This post wasn’t planned, but I received many questions & comments following my last post. On Friday, I heard a pitch from a startup. I thought they would help me illustrate the themes I referred to in my previous post and another important theme I didn’t mention – focus! As you read, try to think about the thought process and taking this case study to a higher level.
In essence, the company is a Q&A platform similar to Yahoo Answers, Quora or JustAnswer.com. They have a sophisticated algorithm that mines and classifies questions, then forwards them to the relevant experts for answers. The company has been in beta for the last 9 months and has a talented team that includes AI and NLP experts, and a CEO who started a number of companies, some were more successful than others. The team is backed by a strong technical advisory board.
As they made their pitch, I noted 4 key assumptions:
- The need – Consumers are not satisfied with current Q&A solutions in terms of time and/or quality.
- The technology – They developed an algorithm that can accurately classify questions and match them to the right experts for a fast and accurate answer.
- GTM – Viral – The company claims that the service has a viral element and people would share with friends, leading to a >1 virality multiple.
- Monetization – Lead generation of products or services (e.g. books) sold by these experts.
Given these assumptions, I expected the team to validate at least 2 of the assumptions and present preliminary results in their presentation:
- Benchmarks with regard to the time and accuracy of current solutions. How big is the problem? A time for answer of 5 minutes with a 80% accuracy rate is very different than an answer time of 20 hours with 50% accuracy rate. As an investor, I want to make sure the team validates the problem and its magnitude.
- Stats measuring current accuracy. Post a question on the platform and across some alternative solutions and compare time, accuracy, or even basic classification.
- The company’s entire GTM depends on its viral affect and yet not a single stat on that.
- How many affiliation links were clicked per answer (then add conversion rate and test your revenue assumptions). Is conversion rate high enough to justify a lead-gen based model vs. existing business models ?

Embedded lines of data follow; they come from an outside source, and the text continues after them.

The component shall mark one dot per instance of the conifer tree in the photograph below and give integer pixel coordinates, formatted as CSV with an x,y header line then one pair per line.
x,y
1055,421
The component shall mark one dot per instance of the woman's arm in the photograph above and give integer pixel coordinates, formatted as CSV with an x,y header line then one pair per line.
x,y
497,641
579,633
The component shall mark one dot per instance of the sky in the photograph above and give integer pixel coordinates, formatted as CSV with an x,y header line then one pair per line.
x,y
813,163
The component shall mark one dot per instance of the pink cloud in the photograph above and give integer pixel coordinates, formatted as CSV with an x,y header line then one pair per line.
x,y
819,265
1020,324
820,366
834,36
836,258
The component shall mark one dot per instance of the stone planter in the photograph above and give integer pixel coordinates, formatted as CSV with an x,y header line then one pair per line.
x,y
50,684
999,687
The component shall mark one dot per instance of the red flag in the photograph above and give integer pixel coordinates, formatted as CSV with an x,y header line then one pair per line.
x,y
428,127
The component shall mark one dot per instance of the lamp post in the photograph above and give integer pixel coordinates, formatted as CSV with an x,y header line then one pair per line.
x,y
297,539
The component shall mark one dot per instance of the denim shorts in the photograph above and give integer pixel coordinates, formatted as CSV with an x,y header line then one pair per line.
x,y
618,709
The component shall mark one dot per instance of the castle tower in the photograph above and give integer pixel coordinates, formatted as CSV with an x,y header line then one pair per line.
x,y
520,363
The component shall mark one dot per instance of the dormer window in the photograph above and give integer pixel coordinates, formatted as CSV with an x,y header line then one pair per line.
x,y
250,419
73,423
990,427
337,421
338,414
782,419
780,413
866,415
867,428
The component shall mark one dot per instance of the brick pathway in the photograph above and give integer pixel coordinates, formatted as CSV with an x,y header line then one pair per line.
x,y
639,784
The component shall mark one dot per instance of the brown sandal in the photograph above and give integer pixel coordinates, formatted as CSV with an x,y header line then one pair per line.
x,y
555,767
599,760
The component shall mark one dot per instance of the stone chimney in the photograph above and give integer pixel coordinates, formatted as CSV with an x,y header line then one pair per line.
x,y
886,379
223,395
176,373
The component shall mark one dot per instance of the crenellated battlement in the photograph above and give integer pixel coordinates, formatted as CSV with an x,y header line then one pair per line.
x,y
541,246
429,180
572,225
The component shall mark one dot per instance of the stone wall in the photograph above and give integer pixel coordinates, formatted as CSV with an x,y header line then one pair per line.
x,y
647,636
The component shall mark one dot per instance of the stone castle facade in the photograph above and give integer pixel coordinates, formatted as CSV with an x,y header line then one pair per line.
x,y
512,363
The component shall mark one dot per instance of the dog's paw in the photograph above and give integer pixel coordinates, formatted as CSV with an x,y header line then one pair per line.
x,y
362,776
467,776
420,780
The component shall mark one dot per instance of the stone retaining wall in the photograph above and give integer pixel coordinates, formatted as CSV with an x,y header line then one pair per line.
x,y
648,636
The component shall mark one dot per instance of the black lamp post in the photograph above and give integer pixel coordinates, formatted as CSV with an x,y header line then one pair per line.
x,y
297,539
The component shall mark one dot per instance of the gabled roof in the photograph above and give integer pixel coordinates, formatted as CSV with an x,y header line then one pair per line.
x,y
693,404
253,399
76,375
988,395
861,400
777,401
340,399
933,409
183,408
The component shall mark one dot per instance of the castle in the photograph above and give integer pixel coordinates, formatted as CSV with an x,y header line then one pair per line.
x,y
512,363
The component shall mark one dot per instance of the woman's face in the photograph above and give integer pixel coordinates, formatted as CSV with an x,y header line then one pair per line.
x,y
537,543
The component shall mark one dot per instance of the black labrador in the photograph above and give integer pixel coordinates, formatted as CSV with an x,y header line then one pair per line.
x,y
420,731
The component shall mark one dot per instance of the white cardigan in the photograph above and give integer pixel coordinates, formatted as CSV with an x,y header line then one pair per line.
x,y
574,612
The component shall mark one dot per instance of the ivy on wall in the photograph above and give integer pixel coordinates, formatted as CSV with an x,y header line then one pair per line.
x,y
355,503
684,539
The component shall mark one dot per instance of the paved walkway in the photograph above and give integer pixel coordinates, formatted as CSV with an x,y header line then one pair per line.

The reason companies go beta is to test assumptions, get early benchmarks or key performance indicators, and improve KPIs as they move forward.
Nine months of work and learning and not a single data point on their pitch (~25 slides). Instead the company (with 1K users) discussed the use of funds to expand globally and enable other monetization methods. Before replicating growth into other countries you want to make sure you have the right formula in a single country. Instead of applying other monetization methods, focus on one and make sure you get this right (or change to another one if this one fails).
In summary, let’s step back for a second to convey two themes:
- Think through your major assumptions and make sure you prove/dis-prove them early on. Proving some of the assumptions reduces risk.
- Make sure you focus on what’s important. As a small team you can only address a small number of issues: A single market segment, a single monetization method, one or two distribution channels etc. Make sure you get them right before you take a stab at additional sectors, distribution channels etc. Loosing focus would reduce your learning curve and would be a warning sign to investors.